Before there were drains or houses or fields, the water ran freely through here and it wants to go home again. I struggle to keep my feet in the determined water as I bail and fill anything that will hold water: a large, wheeled trash bin is quickly filled, and the water seems no less determined or full than it was. Jeffrey works with the pump. I see the glint of the spanner in his hand and the steady, serious look on his face. I find the empty mineral tubs used for the cattle. They float capriciously on the surface and threaten to fly away until one bucket full of water steadies them. I fill four tubs, about the size of half barrels and convince myself that the water is lower. I need to believe it to go to the garden and find two more tubs. I begin dumping water into the lawn beyond the close, fighting the wind and the slippery water underfoot. And then like the sorcerer's apprentice, I stand bemused. My jeans are so full of water that they are heavy against my legs. My legs are so cold that I no longer feel the wetness of the jeans, only their weight. I look at the water. It is just lapping at the edge of the dyke.
Now it is all up to the pump. The tractor kicks over, spewing diesel fumes into the air, but it is a welcome smell to me just now. Jeffrey, Ranald, driving the tractor, and I all look expectantly at the end of the hose pipe lost now in the water in the middle of the close. Nothing happens. Jeffrey pours water into a pipe jutting out of the back of the tractor. He tightens some fasteners; he and Ranald exchange some words lost on the winds, and then the pump starts. It pulls water from the close and then spits much of it back where the pipe connects. Slowly, the hose connected to drain the water down the driveway onto the farm road and out of harm's way begins to swell with the water inside it. For now, technology has prevailed over the willful water.
Down the road, one of our neighbors has recently erected a mighty fence, a security fence. With the hubris and short memories of man, this fence was installed at the end of a road. Before it was a road, it was a mill course, and in the rain it remembered the old path and ran over the tilled fields picking up stubble and straw and ran through the fence. And then over it.
Sometime in the night as we huddled in the warmest room by candlelight waiting for the power to return, we felt the wind ease. In the first light of day, the wind had the soft harsh tone of a voice made harsh by shrieking. "The storm is settling," Morris says. I imagine the stormscape like a bedsheet unfurled over a bed in that instant before it then settles amicably around the contours of the bed.
There is a hole in the dyke that runs along the field closest to the sea.
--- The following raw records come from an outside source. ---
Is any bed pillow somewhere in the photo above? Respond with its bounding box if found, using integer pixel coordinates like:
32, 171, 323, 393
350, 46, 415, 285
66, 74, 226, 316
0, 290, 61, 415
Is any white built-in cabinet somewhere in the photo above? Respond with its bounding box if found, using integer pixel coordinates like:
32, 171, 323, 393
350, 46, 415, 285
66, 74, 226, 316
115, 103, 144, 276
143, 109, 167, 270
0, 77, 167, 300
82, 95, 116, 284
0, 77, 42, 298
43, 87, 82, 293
When I walk the farm road, I can tell the mood of the sea by the height of the spray through that hole. The hole was created during a gale some years ago when the sea remembered that it had once owned that field. It sent a tongue of water through the dyke. "It didn't push the stones out of the way, " Morris explained, which would be remarkable enough considering the number and size of stones in even a small piece of dyking, "It exploded right through them as if they were not there." The little assault at the back door was a comparatively gentle reminder of the long memory of water and its willingness to reclaim what it considers its own.